Pourquoi les morts sont inscrits dans la pierre

Comme Saša Čaval l’explique, les premières épitaphes telles que nous les connaissons aujourd’hui, en particulier la formule «Ci-gît...», proviennent de la tradition grecque. Adoptée par les Romains, grâce à la propagation et à l’influence de leur empire, elle est devenue la norme en Occident. Plus que de simples mots, l’esthétique des pierres tombales nous informe également sur les croyances de leurs créateurs. «Les détails nous racontent quelque chose d’unique sur l’époque à laquelle elles ont été réalisées, sur les communautés, leur identité, leurs valeurs et leurs croyances, sur la vie et l’au-delà», poursuit Saša Čaval. De toute évidence, l’emplacement d’une tombe peut témoigner de l’attachement personnel du défunt à un lieu donné, alors que l’artisanat et les matériaux peuvent refléter le statut social, surtout s’ils sont rares. Les inscriptions sont des signes d’alphabétisation, alors que les motifs décoratifs peuvent suggérer des affiliations religieuses. «Même sans décoration ni inscription, la forme d’une pierre tombale, sa position dans un cimetière et le type de cimetière permettent de dresser un tableau des valeurs d’une société et de la manière dont les personnes correspondaient à ces valeurs», ajoute Saša Čaval.

L’énigme des stećci

Saša Čaval a développé son expertise et sa volonté de comprendre le passé grâce aux pratiques funéraires et à leur culture matérielle après avoir découvert les méconnus stećci des Balkans occidentaux, de gigantesques monuments de pierre que l’on trouvait sur les lieux de sépulture. Inscrits comme un site du patrimoine mondial de l’Unesco en 2016, les stećci sont des tombes médiévales, préservées dans certains paysages de Bosnie-et-Herzégovine, de Croatie, du Monténégro et de Serbie. «Étonnamment, ils ne sont attribués à aucun groupe ethnique ou religieux, et restent donc énigmatiques. Mais leur nombre (plus de 70 000 stećci préservés), ainsi que leur caractère monolithique témoignent de leur importance, bien des siècles plus tard», explique Saša Čaval. Certaines pierres tombales portent des inscriptions en scripts glagolitique et en cyrillique bosniaque, tous deux inutilisés aujourd’hui.

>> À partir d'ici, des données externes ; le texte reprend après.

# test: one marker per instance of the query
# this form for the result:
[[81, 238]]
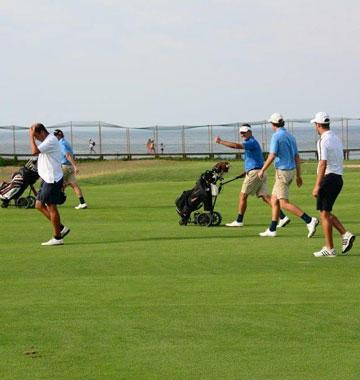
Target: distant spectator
[[150, 146], [92, 144]]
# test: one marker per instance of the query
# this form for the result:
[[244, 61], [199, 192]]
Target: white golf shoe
[[81, 206], [312, 227], [325, 252], [235, 223], [347, 241], [283, 222], [54, 241], [267, 233], [64, 231]]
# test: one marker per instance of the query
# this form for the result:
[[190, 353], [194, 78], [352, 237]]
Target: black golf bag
[[26, 176], [203, 194]]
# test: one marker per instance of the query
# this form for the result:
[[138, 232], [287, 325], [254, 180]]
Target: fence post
[[156, 138], [71, 136], [14, 142], [100, 142], [211, 153], [128, 147], [183, 141]]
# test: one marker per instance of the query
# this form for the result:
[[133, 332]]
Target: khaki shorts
[[283, 179], [253, 185], [69, 175]]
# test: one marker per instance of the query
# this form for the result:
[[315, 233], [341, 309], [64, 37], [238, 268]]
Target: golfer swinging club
[[51, 190]]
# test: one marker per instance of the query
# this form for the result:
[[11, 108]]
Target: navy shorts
[[51, 193], [330, 188]]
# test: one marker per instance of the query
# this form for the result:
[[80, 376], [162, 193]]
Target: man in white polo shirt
[[49, 169], [328, 185]]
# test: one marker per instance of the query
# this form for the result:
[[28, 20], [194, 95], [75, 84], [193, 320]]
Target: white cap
[[276, 118], [321, 118], [245, 128]]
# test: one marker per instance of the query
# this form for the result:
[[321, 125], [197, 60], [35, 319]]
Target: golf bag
[[26, 176], [203, 194]]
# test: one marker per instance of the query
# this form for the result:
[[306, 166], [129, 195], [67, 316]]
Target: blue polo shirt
[[253, 154], [283, 145], [65, 148]]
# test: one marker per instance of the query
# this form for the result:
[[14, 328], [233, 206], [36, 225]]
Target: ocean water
[[117, 140]]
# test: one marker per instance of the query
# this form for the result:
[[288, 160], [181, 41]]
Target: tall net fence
[[184, 140]]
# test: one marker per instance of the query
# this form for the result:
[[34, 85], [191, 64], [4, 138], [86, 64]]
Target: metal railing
[[182, 140]]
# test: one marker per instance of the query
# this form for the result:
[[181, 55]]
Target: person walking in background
[[69, 168], [283, 150], [150, 146], [328, 185], [92, 144], [252, 185], [51, 190]]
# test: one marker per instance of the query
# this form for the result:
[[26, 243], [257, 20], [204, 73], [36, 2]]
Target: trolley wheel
[[31, 201], [216, 218], [21, 202], [204, 219]]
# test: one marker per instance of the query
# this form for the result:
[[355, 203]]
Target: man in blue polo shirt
[[69, 168], [252, 184], [284, 153]]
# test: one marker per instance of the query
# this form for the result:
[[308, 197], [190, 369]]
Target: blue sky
[[144, 62]]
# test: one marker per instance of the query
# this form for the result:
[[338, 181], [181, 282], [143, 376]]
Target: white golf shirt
[[49, 161], [330, 148]]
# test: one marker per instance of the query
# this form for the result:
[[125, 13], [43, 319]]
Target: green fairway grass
[[133, 295]]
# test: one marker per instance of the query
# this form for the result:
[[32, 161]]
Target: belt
[[252, 170]]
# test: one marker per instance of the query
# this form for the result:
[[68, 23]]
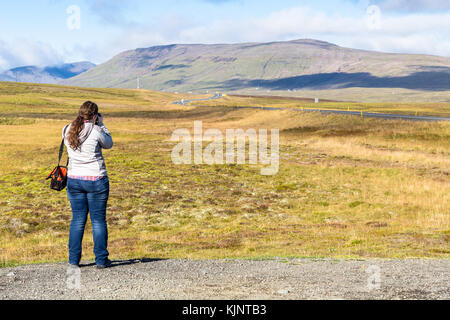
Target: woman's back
[[88, 160]]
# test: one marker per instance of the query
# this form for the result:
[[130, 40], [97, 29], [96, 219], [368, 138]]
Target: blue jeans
[[92, 197]]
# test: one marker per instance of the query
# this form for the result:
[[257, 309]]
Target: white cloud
[[409, 33], [21, 52]]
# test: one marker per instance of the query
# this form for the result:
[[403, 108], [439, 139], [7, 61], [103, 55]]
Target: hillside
[[49, 74], [290, 65]]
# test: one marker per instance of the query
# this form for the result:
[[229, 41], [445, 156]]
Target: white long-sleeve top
[[88, 160]]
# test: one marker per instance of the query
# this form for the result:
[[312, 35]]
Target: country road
[[328, 111], [275, 278]]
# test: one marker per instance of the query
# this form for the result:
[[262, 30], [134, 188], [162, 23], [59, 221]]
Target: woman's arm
[[105, 138]]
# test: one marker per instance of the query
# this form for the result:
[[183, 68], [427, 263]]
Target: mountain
[[49, 74], [285, 65]]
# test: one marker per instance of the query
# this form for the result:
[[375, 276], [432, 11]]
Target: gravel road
[[232, 279]]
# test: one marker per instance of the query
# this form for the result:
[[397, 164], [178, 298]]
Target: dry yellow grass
[[347, 187]]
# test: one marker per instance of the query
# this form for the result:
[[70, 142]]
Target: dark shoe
[[106, 265]]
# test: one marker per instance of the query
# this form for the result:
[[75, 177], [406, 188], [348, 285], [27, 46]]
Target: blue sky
[[37, 32]]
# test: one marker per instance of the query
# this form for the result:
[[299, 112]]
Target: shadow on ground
[[116, 263]]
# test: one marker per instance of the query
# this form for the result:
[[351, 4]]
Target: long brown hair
[[88, 111]]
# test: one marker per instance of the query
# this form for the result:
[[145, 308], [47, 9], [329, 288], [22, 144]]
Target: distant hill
[[50, 74], [297, 64]]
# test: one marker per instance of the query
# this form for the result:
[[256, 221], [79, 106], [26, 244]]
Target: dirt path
[[232, 279]]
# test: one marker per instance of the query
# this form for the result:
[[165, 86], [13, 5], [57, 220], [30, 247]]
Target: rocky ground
[[231, 279]]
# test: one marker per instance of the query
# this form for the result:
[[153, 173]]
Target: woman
[[88, 183]]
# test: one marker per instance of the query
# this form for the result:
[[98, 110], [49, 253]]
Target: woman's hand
[[100, 118]]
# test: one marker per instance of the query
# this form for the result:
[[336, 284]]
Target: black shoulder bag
[[58, 175]]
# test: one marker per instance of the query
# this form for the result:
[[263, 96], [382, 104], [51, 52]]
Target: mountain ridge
[[182, 67]]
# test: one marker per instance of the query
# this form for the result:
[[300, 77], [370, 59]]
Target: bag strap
[[61, 147]]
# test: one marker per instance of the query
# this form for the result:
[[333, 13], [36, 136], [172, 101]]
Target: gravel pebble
[[232, 279]]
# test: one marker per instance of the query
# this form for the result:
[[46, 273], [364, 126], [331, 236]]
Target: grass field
[[347, 186]]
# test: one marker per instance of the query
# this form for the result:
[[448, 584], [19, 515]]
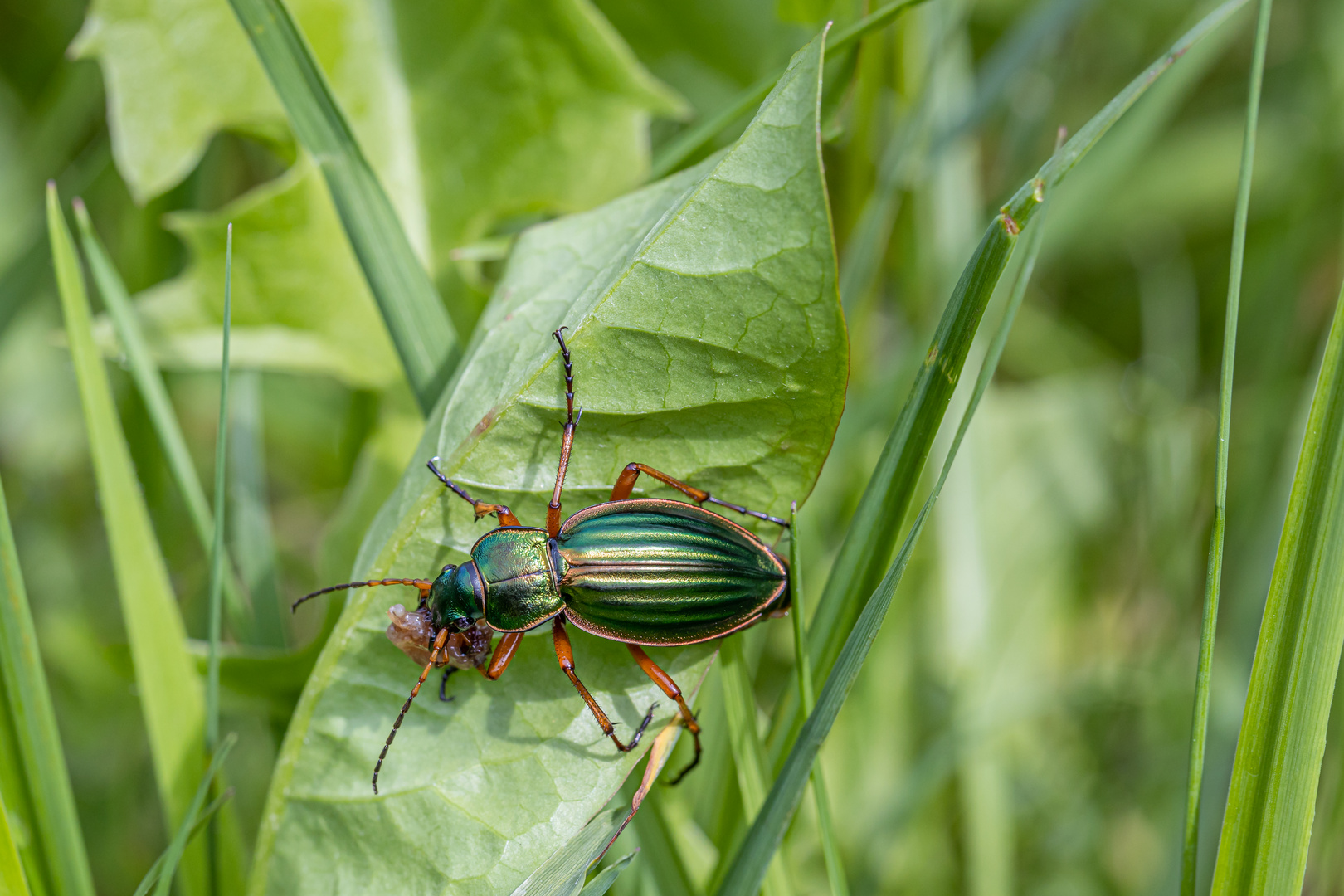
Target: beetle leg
[[500, 511], [626, 483], [665, 681], [565, 653], [553, 511], [503, 655]]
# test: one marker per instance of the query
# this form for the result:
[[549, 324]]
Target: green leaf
[[1213, 581], [1272, 800], [169, 692], [604, 879], [563, 872], [522, 108], [416, 319], [155, 395], [709, 343], [12, 883], [877, 523], [300, 303], [46, 796]]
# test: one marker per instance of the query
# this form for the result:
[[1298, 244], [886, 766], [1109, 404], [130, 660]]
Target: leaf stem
[[1213, 581]]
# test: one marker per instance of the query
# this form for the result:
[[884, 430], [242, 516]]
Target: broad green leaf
[[180, 71], [709, 343], [12, 881], [300, 303], [169, 692], [39, 782], [522, 108], [1272, 800]]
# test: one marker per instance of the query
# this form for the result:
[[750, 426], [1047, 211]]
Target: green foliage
[[1268, 822], [32, 777]]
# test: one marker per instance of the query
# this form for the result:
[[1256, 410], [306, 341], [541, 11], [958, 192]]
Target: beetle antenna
[[407, 707], [424, 585]]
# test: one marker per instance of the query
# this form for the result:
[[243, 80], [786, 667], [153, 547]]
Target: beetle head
[[457, 597]]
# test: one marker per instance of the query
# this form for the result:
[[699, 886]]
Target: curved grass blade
[[877, 522], [1214, 577], [149, 383], [416, 317], [169, 692], [694, 141], [1270, 804], [179, 843], [49, 801], [802, 666], [12, 883], [749, 867], [604, 879], [206, 816]]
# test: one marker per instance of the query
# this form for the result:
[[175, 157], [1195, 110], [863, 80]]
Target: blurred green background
[[1023, 722]]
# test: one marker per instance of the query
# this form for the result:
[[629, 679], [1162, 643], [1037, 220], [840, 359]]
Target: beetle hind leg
[[626, 483], [565, 653], [668, 687]]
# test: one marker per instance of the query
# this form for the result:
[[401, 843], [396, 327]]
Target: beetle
[[640, 571]]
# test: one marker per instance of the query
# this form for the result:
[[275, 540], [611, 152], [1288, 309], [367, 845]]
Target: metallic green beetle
[[641, 571]]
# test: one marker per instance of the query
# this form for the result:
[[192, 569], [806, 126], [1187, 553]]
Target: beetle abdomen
[[663, 572]]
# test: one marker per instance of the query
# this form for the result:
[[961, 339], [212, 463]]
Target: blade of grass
[[1270, 802], [747, 754], [12, 883], [249, 528], [179, 841], [54, 820], [416, 317], [169, 692], [749, 865], [802, 666], [149, 383], [604, 879], [202, 821], [1214, 577], [217, 553], [694, 140], [877, 522]]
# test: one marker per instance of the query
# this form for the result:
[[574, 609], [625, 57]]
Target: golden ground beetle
[[641, 571]]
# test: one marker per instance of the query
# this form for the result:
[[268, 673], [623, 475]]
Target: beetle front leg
[[626, 483], [565, 653], [665, 681]]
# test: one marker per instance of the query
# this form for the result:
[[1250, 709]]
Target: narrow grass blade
[[749, 867], [12, 883], [416, 316], [149, 383], [802, 666], [1213, 581], [747, 754], [217, 553], [694, 140], [179, 843], [877, 522], [169, 692], [563, 874], [34, 724], [604, 879], [1270, 804], [202, 822]]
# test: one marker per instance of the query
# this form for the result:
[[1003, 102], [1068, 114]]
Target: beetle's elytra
[[641, 571]]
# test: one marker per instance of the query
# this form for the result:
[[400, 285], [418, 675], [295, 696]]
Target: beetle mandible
[[641, 571]]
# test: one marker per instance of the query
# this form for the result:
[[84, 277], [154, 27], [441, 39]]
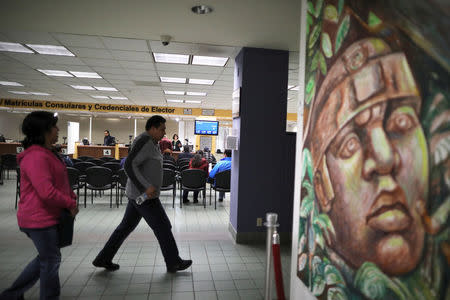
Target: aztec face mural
[[376, 157]]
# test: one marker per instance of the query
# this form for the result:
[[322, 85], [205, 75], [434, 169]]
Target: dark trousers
[[155, 216], [44, 266]]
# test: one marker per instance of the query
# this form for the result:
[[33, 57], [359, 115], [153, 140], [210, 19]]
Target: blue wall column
[[263, 166]]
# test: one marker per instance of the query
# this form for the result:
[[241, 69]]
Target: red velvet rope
[[277, 269]]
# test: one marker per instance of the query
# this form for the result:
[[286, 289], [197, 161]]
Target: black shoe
[[110, 266], [183, 265]]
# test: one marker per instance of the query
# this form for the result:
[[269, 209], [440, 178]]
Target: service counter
[[101, 151]]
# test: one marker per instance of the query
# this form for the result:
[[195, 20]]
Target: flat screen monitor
[[206, 127]]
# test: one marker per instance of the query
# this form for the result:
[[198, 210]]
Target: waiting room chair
[[99, 179], [193, 180], [169, 183], [222, 184]]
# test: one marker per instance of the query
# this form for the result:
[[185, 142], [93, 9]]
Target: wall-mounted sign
[[207, 112]]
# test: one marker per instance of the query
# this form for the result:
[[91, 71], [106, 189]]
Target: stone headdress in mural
[[365, 226]]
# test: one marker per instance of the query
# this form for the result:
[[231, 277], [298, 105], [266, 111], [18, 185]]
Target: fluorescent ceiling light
[[57, 73], [196, 93], [106, 88], [39, 94], [14, 47], [201, 81], [10, 83], [209, 60], [173, 79], [19, 92], [83, 87], [174, 92], [85, 74], [171, 58], [51, 50]]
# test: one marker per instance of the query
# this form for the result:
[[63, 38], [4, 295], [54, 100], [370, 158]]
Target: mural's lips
[[389, 213]]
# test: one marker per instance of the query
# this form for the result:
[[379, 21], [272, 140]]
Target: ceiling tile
[[75, 40], [125, 44]]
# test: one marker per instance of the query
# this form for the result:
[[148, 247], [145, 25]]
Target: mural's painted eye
[[400, 123], [349, 147]]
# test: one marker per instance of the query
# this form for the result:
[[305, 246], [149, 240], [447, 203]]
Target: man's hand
[[151, 192], [74, 211]]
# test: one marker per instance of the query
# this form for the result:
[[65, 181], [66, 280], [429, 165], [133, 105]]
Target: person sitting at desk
[[223, 165], [109, 140]]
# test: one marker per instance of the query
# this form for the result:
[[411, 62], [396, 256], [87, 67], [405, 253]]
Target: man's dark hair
[[35, 126], [154, 121]]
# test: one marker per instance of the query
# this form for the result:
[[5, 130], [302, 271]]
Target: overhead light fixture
[[171, 58], [39, 94], [19, 92], [51, 50], [201, 81], [174, 92], [85, 74], [106, 88], [201, 9], [57, 73], [209, 60], [14, 47], [196, 93], [173, 79], [10, 83], [83, 87]]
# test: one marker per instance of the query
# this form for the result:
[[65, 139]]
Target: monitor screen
[[206, 127]]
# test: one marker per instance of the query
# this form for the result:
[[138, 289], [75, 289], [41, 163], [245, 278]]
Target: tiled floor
[[221, 269]]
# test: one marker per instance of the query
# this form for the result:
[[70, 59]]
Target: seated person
[[197, 162], [165, 143], [186, 153], [223, 165], [167, 156], [109, 140], [66, 159]]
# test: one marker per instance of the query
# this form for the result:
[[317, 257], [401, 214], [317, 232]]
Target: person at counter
[[176, 144], [109, 140], [164, 144]]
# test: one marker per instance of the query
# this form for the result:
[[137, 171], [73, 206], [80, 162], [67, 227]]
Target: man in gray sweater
[[144, 169]]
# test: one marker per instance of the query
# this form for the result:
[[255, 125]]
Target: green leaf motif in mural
[[319, 5], [340, 7], [336, 293], [330, 13], [341, 33], [326, 45], [314, 36], [373, 20], [323, 64], [311, 8]]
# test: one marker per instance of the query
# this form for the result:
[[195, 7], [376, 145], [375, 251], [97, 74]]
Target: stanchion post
[[271, 224]]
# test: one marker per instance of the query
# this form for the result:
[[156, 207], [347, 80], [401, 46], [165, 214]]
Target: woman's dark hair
[[154, 121], [196, 161], [35, 126]]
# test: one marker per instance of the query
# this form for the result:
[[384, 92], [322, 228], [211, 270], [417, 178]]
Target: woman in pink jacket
[[44, 193]]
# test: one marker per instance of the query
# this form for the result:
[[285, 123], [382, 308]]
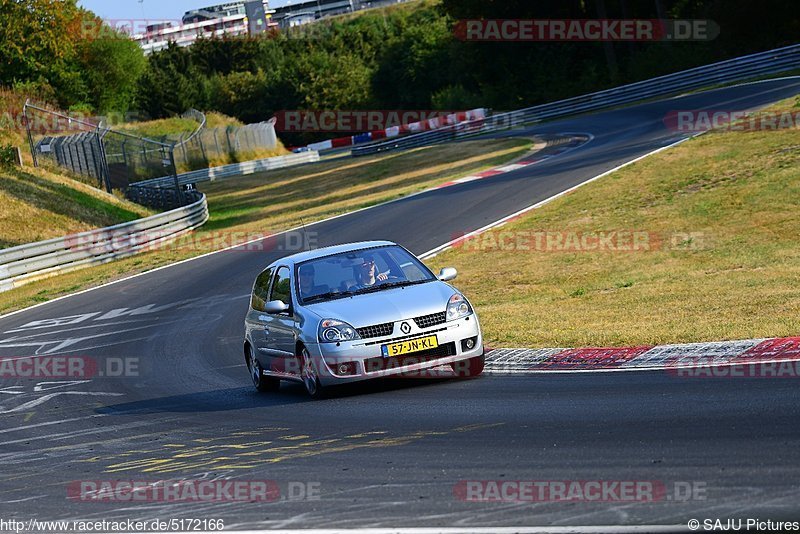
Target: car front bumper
[[364, 357]]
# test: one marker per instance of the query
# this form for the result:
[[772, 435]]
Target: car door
[[281, 326], [257, 318]]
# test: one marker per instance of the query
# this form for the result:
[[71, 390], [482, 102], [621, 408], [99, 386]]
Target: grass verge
[[720, 216], [270, 202]]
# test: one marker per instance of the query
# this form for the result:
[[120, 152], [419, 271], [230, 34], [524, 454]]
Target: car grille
[[372, 365], [426, 321], [378, 330]]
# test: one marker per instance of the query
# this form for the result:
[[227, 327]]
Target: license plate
[[410, 346]]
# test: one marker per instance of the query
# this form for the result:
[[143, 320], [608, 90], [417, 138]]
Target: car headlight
[[458, 307], [334, 331]]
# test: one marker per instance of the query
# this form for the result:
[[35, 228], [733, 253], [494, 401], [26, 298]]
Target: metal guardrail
[[229, 171], [35, 261], [724, 72]]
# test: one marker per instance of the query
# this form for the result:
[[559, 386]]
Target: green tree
[[112, 67]]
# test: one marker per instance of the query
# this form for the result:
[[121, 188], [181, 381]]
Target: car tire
[[308, 373], [264, 384], [470, 368]]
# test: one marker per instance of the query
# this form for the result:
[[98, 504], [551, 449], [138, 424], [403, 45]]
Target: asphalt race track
[[391, 453]]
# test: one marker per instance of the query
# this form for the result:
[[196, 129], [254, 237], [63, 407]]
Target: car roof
[[301, 257]]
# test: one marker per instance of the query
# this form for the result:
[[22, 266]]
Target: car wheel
[[309, 374], [470, 368], [264, 384]]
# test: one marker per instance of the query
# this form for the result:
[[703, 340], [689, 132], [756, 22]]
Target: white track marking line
[[10, 314]]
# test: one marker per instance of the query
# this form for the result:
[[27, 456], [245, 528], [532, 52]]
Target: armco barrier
[[35, 261], [232, 170], [724, 72]]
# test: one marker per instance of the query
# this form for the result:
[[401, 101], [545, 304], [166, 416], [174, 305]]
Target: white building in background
[[233, 19]]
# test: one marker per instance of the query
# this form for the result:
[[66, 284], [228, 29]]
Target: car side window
[[282, 288], [261, 289]]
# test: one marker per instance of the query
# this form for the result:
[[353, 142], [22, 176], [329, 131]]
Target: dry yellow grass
[[37, 205]]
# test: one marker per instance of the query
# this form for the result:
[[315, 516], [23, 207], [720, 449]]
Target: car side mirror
[[276, 306], [447, 274]]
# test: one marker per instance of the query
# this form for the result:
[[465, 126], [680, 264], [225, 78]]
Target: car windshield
[[357, 272]]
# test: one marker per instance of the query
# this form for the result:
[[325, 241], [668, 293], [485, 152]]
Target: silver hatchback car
[[355, 312]]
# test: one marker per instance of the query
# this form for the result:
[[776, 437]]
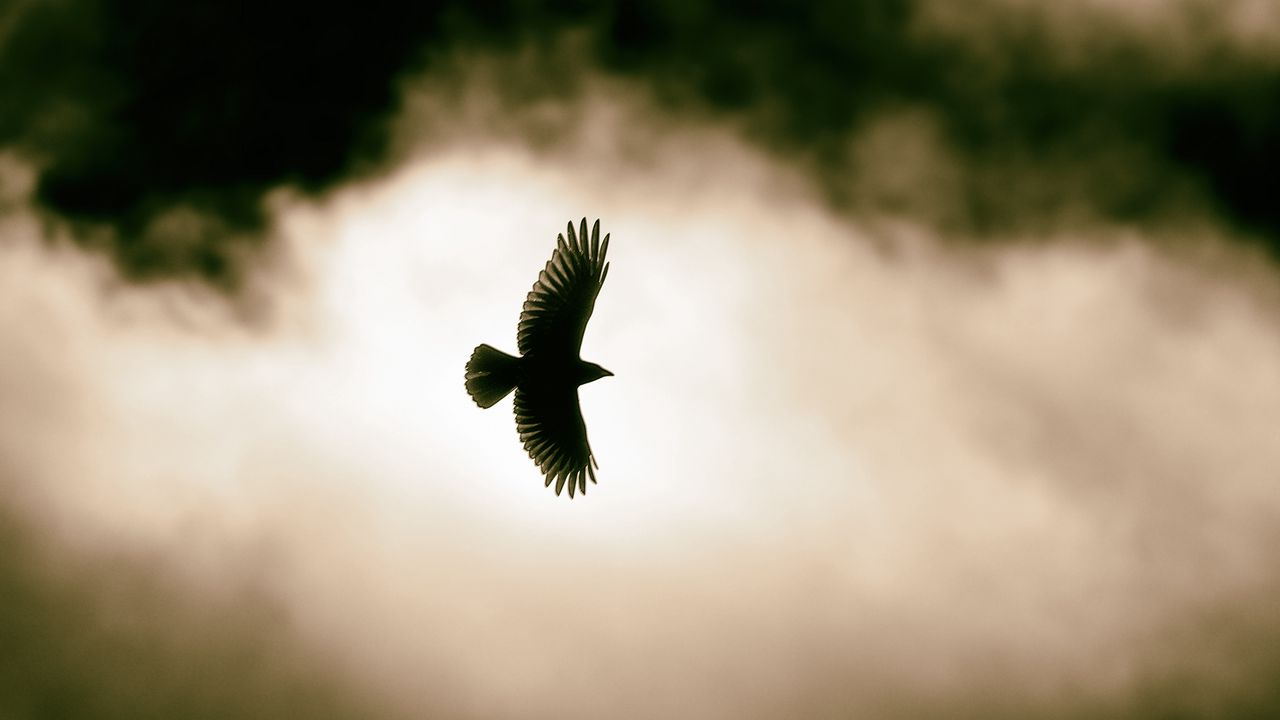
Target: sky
[[946, 351]]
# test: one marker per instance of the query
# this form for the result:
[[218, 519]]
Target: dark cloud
[[138, 109], [114, 634]]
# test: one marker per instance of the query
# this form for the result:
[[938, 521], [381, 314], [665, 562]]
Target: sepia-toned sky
[[946, 347]]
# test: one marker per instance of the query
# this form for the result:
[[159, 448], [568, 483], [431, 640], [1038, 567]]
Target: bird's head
[[590, 372]]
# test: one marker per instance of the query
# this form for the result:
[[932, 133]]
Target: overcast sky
[[946, 351]]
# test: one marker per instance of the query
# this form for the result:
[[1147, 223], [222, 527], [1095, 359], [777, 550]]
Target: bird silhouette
[[549, 370]]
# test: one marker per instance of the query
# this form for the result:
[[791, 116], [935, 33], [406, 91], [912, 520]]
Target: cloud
[[1041, 113], [846, 468]]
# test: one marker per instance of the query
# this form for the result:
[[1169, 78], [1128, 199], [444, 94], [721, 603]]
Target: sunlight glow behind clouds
[[832, 477]]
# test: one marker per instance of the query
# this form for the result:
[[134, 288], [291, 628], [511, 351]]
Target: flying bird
[[548, 373]]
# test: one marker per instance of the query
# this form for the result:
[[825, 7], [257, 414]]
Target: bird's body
[[547, 377]]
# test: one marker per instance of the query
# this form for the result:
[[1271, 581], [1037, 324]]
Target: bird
[[549, 369]]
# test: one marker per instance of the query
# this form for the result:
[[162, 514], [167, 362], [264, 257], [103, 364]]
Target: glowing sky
[[850, 465]]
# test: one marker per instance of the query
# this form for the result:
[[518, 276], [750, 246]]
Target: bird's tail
[[490, 376]]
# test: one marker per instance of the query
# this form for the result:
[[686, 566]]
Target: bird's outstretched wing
[[558, 306], [551, 425]]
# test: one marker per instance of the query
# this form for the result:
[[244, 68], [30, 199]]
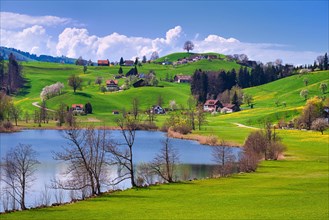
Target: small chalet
[[77, 108], [129, 62], [212, 57], [103, 62], [157, 109], [115, 112], [139, 83], [112, 85], [182, 79], [229, 108], [211, 105]]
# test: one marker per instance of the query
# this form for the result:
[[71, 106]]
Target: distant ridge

Elles illustrent la diversité ethnique et religieuse locale, étayée par des décorations préhistoriques mélangées à des éléments romano-chrétiens ou islamiques. «Nous utilisons des techniques numériques modernes comme les images satellite pour examiner ce phénomène, et je suis fière de contribuer à les médiatiser», poursuit Saša Čaval.

Les pierres tombales tombent-elles en désuétude?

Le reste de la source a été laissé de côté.